As I’ve found so many different tutorials on the internet that my head is nearly to explode xD

I think my link to the Adafruit tutorial should get you going. If you also have an Arduino tutorial on using the heart monitor you should be able to use that code for reading the sensor from the heart rate monitor in place of the temperature sensor code in the Adafruit tutorial. As for the MAC side of things I do not think you will have to do anything special since the ESP8266 will be serving a web page that anything connected to its network can view. But I really do not know anything about MACs as I am a Linux user and stay away from Apple/Microsoft/Android.

EDIT: You should not need the Arduino at all unless your sensor has an Analog output. But if you had an ESP-12 you could use one Analog sensor on its one Analog input pin.

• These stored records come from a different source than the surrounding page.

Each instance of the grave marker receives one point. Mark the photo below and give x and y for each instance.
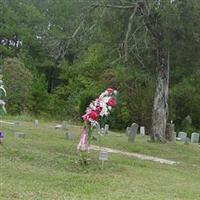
(133, 132)
(195, 138)
(142, 130)
(182, 135)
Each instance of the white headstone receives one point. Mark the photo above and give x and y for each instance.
(182, 135)
(69, 135)
(103, 155)
(133, 132)
(174, 136)
(128, 131)
(64, 125)
(102, 130)
(142, 130)
(19, 134)
(36, 123)
(195, 138)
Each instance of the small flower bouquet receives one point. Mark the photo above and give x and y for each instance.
(98, 108)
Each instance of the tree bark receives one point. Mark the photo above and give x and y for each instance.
(160, 105)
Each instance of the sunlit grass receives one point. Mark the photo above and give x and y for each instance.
(44, 165)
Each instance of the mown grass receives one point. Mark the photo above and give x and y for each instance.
(44, 165)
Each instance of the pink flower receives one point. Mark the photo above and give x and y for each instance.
(93, 115)
(112, 102)
(110, 90)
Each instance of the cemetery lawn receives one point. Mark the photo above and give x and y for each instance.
(44, 165)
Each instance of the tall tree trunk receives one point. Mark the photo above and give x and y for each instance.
(160, 106)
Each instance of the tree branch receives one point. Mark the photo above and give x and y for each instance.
(128, 32)
(115, 6)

You can program the onboard microcontroller of the ESP8266 with the Arduino IDE using the same program you would on the Arduino as long as you change the pin numbers (and have enough pins)

thanks I will follow the Adafruit tutorial.

In fact our goal is to use this project in a dance show.
The signal in the macbook pro is converted into midi signal with Max5 you have the Linux version called Pure Data :wink:

That will allow you to request information from the ESP8266 but the rate you can request said data may be limited. It almost sounds like you want to stream data using the ESP8266. If the request method does not work you can google “esp8266 stream data” and find a few existing projects doing just that.

The part I currently see that will make all of this hard is the MAC side of things. Are you writing a program for it to read and convert the data automatically? If you are writing your own software on the MAC you could use the stock AT firmware on the ESP8266 connected to the sensor without the Arduino. Then your MAC program could use the AT commands to manipulate the pins and get the data from the heartrate sensor. But at that point you would have to basically write a library for the MAC to read the Heartrate monitor.

I have only used the ESP8266 as a web server and set up the AT firmware to run it.

Registrering a proper ECG of a moving person is challenging. You mostly get motion artifact and wandering baseline https://www.aclsmedicaltraining.com/blog/guide-to-understanding-ecg-artifact/ .
Artifacts can be reduced using a proper filtration. Have a look at AD8232 datasheet https://cdn.sparkfun.com/datasheets/Sensors/Biometric/AD8232.pdf page 24 and 25. It requires a bit tinkering to change SMD-resistors and capasitors on the breadbord. The original breadboard is supposed and suitable to record a resting ECG. It means that when recording, the only moving muscle is your heart.